Women Nurses in the Civil War
 

Before the Civil War, most nurses in the United States were male. Women in the U.S. knew of Florence Nightingale, a British nurse who successfully served on the battlefield, but social taboos prevented well-to-do women from working outside the home. A "working woman" was an object of pity or scorn in Victorian America.

At the beginning of the war, Union Army leadership realized that they needed more medical staff and decided to accept women nurses to fill the gap. Dorothea Dix was chosen as the first superintendent of U.S. Army nurses in June 1861. Dix insisted that her nurses be between thirty-five and fifty years old, in good health, of high moral standards, not too attractive, and willing to dress plainly. Over three thousand nurses served the Union through Dix's appointments.

Northern women also found ways to volunteer as nurses without going through Dix. Regional aid societies would certify women as official nurses if they had already proven their worth as volunteers in Union hospitals, regardless of Dix's guidelines. Some experienced female nurses served, such as Catholic nuns, but any matronly, responsible woman could qualify during the Civil War. The escalating war required still more medical staff, and in 1863 the Union Army allowed surgeons to choose their own nurses.

Army surgeons and other male staff were not always happy to see women entering their domain. Without authority over hospitals or other medical staff, women nurses found ways to accomplish their goals despite male resistance. When they could not cajole, reason, or shame Army doctors into improving conditions for the patients, the women worked around them.

In addition to providing medical care, the women nurses comforted and fed patients, wrote letters, read, and prayed.
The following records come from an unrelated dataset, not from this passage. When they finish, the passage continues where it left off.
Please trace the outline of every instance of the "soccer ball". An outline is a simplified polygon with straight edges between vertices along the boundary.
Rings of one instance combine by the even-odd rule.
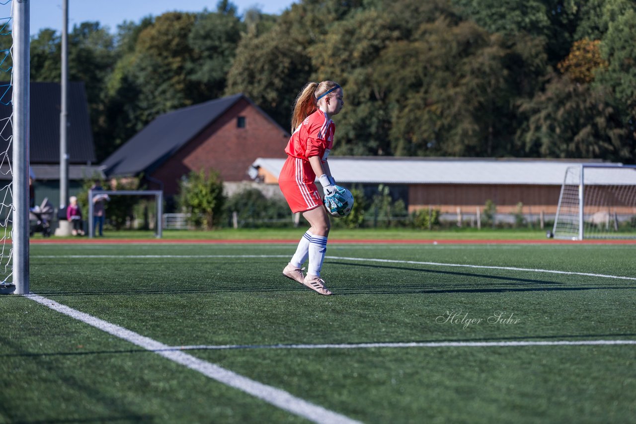
[[[327,212],[331,214],[331,216],[335,218],[342,218],[351,213],[351,209],[354,207],[354,195],[344,187],[338,186],[336,187],[338,188],[338,194],[340,195],[341,202],[342,202],[342,207],[338,208],[333,212],[329,210],[328,207],[326,209],[327,209]],[[342,200],[342,199],[344,199],[344,200]],[[324,203],[324,199],[322,203]]]

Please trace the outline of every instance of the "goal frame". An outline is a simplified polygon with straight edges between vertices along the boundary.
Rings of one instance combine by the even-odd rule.
[[[565,175],[563,177],[563,184],[561,185],[561,190],[559,193],[558,203],[556,207],[556,214],[555,216],[554,225],[552,228],[551,235],[555,238],[569,239],[582,240],[585,238],[585,170],[586,168],[607,168],[607,169],[632,169],[636,172],[636,165],[619,164],[597,164],[597,163],[582,163],[579,165],[579,189],[578,189],[578,222],[577,234],[576,236],[570,235],[560,235],[557,231],[557,224],[559,222],[559,216],[561,213],[563,193],[566,186],[572,186],[573,184],[567,184],[568,172],[569,170],[575,168],[576,167],[568,167],[565,170]],[[635,174],[636,175],[636,174]],[[588,186],[590,184],[588,184]],[[634,185],[636,185],[636,179],[634,180]],[[636,237],[636,236],[635,236]]]
[[[109,196],[154,196],[156,203],[157,223],[155,226],[155,236],[161,238],[163,234],[162,217],[163,210],[163,192],[161,190],[88,190],[88,237],[95,236],[95,222],[93,219],[93,198],[97,195]]]

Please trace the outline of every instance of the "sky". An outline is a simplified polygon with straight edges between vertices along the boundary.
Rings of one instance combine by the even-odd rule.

They managed supplies and staffed hospital kitchens and laundries. African-American nurses were often confined to menial labor jobs, ordered to work among the most dangerously ill patients, or assigned to care for African-American soldiers.

Female nurses in the North and South went bravely where few Victorian women had dared tread. Many would consider their experiences to be among the definitive ones of their lives, leading many to further social and political service. Showing a high level of determination, knowledge, and emotional and physical strength, these women succeeded in opening the nursing profession to future women.